After about a year of investing in non-performing notes in a joint venture partnership, I noticed a big difference from investing in traditional residential real estate. You needed to have the capital upfront before you even bid on a loan.


In real estate, you find the deal first, put it into contract, and then find the money. When buying from hedge funds (see this post that I wrote about that subject), you agree on price first, do your due diligence, and fund your deal immediately thereafter.


Wall Street note traders don’t have patience when it’s time to fund the deal. They expect payment 24-48 hours after signing the loan purchase agreements and they won’t wait for you to scramble to get the funds together.


Doing what the Big Funds Do


I told my partner, Sean, that we needed to what the big players did: Raise capital first, then go out to buy a pool of assets, which would help us lower the overall risk by spreading it amongst different assets. This process led us to the next step.

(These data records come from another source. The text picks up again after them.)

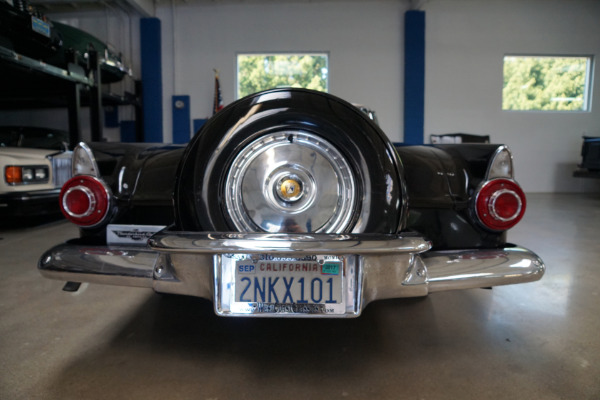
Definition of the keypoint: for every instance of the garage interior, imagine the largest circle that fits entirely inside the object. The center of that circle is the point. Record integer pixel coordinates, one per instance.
(535, 340)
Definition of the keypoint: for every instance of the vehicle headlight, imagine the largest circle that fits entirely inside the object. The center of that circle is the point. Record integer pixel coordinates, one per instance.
(19, 175)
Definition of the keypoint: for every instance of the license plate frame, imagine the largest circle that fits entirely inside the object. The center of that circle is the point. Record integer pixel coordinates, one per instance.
(334, 285)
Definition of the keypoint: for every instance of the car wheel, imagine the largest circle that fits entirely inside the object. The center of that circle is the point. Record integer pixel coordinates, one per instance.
(290, 160)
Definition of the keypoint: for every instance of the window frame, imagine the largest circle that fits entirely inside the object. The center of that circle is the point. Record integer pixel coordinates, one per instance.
(326, 54)
(588, 82)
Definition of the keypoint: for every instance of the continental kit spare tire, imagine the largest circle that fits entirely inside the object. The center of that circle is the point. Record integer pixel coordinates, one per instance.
(290, 160)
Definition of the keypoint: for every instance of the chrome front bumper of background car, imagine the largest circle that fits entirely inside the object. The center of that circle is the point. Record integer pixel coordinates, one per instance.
(381, 266)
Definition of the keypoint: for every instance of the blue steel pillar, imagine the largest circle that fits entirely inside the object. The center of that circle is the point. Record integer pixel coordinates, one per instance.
(151, 57)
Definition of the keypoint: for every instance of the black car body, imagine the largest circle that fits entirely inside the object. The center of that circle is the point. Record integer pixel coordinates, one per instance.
(293, 203)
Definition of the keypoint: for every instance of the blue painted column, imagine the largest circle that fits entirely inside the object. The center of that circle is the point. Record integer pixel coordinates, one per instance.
(150, 43)
(181, 119)
(414, 77)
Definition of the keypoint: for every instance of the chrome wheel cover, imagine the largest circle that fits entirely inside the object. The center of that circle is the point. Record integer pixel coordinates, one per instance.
(291, 181)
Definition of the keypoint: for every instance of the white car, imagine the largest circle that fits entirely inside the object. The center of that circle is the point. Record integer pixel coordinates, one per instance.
(35, 162)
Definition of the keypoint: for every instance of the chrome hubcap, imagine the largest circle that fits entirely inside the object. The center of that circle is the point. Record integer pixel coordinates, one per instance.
(291, 181)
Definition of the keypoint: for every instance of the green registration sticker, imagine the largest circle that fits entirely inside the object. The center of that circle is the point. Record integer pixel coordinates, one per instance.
(330, 269)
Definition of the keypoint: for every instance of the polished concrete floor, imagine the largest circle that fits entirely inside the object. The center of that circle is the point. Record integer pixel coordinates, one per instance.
(533, 341)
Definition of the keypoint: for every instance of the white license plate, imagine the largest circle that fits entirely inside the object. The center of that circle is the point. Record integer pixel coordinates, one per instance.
(266, 284)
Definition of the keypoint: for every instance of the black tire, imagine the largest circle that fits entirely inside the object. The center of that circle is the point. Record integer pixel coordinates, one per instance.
(200, 203)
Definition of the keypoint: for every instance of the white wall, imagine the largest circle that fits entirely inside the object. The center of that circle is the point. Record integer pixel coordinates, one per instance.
(466, 42)
(363, 39)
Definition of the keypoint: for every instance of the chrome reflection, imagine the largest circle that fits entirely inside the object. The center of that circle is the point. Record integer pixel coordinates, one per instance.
(291, 181)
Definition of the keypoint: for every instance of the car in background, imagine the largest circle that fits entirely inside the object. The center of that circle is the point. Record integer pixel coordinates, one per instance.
(292, 203)
(25, 30)
(35, 163)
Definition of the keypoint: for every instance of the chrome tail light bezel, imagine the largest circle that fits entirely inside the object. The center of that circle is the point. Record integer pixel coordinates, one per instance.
(99, 200)
(486, 205)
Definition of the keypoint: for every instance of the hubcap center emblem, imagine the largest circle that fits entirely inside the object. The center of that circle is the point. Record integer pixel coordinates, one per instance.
(289, 189)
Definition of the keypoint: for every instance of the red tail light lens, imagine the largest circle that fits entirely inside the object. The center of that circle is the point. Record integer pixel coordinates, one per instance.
(500, 204)
(84, 200)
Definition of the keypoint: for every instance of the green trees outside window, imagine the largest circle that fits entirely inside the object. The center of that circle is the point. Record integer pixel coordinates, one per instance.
(546, 83)
(258, 72)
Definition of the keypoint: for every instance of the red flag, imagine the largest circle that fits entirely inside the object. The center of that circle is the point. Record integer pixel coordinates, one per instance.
(218, 99)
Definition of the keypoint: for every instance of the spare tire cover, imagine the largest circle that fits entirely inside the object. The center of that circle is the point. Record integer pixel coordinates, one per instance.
(290, 160)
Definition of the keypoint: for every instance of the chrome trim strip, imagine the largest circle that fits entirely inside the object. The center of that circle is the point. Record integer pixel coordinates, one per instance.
(466, 269)
(125, 266)
(382, 272)
(500, 150)
(203, 242)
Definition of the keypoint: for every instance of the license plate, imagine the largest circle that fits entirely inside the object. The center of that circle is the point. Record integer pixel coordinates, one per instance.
(267, 284)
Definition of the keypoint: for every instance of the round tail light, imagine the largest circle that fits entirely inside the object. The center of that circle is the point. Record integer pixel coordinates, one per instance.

2. Structuring the Note Investment Fund


Structuring a joint venture to buy one note is generally pretty easy and uncomplicated. Usually, you have a capital partner who puts up the money and a more experienced note investor who sources the deal, acquires, manages, and liquidates the asset. It’s usually a 50/50 deal. For a note investment fund, things are a lot more complicated.


SEC Regulations


First, when you take on more than one passive investor, you need to be aware of SEC regulations and how they affect pooled investments, otherwise you run the risk of getting into legal trouble. This took us down a path where we needed to decide what we wanted to do and how we could do this while staying in compliance with the SEC’s regulations, state, and federal laws.


Specialized Attorney to Draft Offering


Once we had a good enough idea, we found an attorney that specialized in setting up Private Placement Offerings. This gave us the opportunity to examine how we were structuring the deal, how to do it, and what we needed to consider while doing so.


Other note investment funds typically offered only a preferred return. We wanted to be different. We wanted to offer a profit split in addition to the preferred return so that our investors could participate in the upside. We wanted them to be more like partners in a figurative sense.


506(b) or 506 (c)?


Our first Fund was issued under a Regulation D, 506(b) exemption, which meant that it was open to accredited and a certain amount of non-accredited but sophisticated investors. After our first fund, we decided to do 506(c) funds, which are only open to accredited investors but allow us to do general solicitation for the fund. (Learn more about accredited investor status here.)


3. Managing Capital


Managing pooled capital in a note investment fund is a lot more complicated than doing so for an individual note. You’re looking at the fund as a whole. You need to keep an eye on future costs and make sure you have enough so that you don’t run out of money.


Reserve Amount


We target 10% of our total capital raise as the amount we want to keep in reserve. This reserve is used for operating capital (costs of foreclosure, note servicing, insurance, property tax advances, management fees, etc) and minor rehab costs.


In our experience, 10% is about the right amount. If we keep more than that, we have too much idle capital as the preferred return is calculated on the total amount that our investors put in. Less than that and we run the risk of a liquidity crunch where we run out of money. We’ve never done a capital call to investors and don’t ever want to be in the position to do one.


When we have a liquidation, we do our best to estimate what we need for operating capital and upcoming rehabs and distribute the rest. If we get an REO, which requires a more substantial rehab, we’ll get a hard money loan on that property to provide the additional liquidity.


In the future, we’ll get warehouse and lines of credits from banks to help us maintain proper reserve levels.


Conclusion


Raising capital and determining the proper structure of your note investing fund require a lot more time and effort than buying a single note here or there. Managing capital is a lot more difficult when you have to factor in all the variables from multiple notes.